# few good days



## TheFlounderPounder (Jan 9, 2012)

Fished a few days on the gsp.. caught my limit in flounder each day also caught a few trout.. Went through a lot of bull minnows! Had a blast!


----------



## Five Prongs Of Fury (Apr 15, 2008)

Not bad, not bad at all. Maybe the water will begin to clean up so we can find some inshore.


----------



## Jason (Oct 2, 2007)

Dang.....how many freezers you got??? You have been slaying them fishies!!!


----------



## GROUPERKING (Sep 28, 2011)

Nice mess of fish ! Thanks for the report !


----------



## TheFlounderPounder (Jan 9, 2012)

Jason said:


> Dang.....how many freezers you got??? You have been slaying them fishies!!!
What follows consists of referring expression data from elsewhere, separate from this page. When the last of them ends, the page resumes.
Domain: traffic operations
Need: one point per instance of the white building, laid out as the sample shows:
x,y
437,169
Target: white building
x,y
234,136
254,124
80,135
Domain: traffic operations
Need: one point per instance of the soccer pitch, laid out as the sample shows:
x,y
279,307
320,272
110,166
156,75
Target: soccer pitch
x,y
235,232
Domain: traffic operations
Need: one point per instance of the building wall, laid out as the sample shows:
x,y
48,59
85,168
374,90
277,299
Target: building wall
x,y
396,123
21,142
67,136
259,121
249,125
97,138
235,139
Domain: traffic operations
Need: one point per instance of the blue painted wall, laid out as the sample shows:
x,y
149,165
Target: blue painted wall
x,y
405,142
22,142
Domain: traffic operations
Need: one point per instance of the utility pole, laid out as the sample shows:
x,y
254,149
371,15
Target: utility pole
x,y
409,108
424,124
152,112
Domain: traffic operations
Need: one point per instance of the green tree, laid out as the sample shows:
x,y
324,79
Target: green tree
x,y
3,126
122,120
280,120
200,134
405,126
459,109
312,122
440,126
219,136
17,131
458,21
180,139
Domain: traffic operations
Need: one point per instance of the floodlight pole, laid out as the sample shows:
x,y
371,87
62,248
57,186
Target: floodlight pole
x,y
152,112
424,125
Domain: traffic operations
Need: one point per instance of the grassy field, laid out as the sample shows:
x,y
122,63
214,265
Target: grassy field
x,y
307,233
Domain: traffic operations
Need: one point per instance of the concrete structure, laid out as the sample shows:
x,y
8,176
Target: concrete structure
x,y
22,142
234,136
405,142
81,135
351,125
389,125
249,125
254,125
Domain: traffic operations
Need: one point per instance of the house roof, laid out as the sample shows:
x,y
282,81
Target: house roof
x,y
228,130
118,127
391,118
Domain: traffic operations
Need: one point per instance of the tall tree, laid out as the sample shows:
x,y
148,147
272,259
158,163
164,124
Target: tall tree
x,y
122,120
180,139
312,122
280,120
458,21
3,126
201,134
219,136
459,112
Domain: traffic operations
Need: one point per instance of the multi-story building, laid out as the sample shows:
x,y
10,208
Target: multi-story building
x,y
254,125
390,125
I have one freezer and it's not big enough for my fish and deer meat.. I'm in need of an upgrade..


----------



## team landlockd (Mar 6, 2013)

nice haul! ive been waiting all year for those flaties. how far out did u have to go to find em?


----------



## TheFlounderPounder (Jan 9, 2012)

team landlockd said:


> nice haul! ive been waiting all year for those flaties. how far out did u have to go to find em?
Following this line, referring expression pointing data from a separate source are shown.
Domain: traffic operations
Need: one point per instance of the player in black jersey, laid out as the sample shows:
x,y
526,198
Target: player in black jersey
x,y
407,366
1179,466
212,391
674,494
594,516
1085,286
They were inshore. Caught them pier fishing.


----------



## Gulflady (Jun 19, 2010)

Wow, a great load of fish and fun to boot, can't beat that!


----------



## Ocean Master (May 20, 2008)

That's a great load..!!


----------



## TheFlounderPounder (Jan 9, 2012)

Ocean Master said:


> That's a great load..!!


 thanks.


----------



## rhettbutler (Feb 19, 2014)

*nice haul*

nice haul flounder pounder. You seen any blue crab out there yet this.

Thanks for any info


----------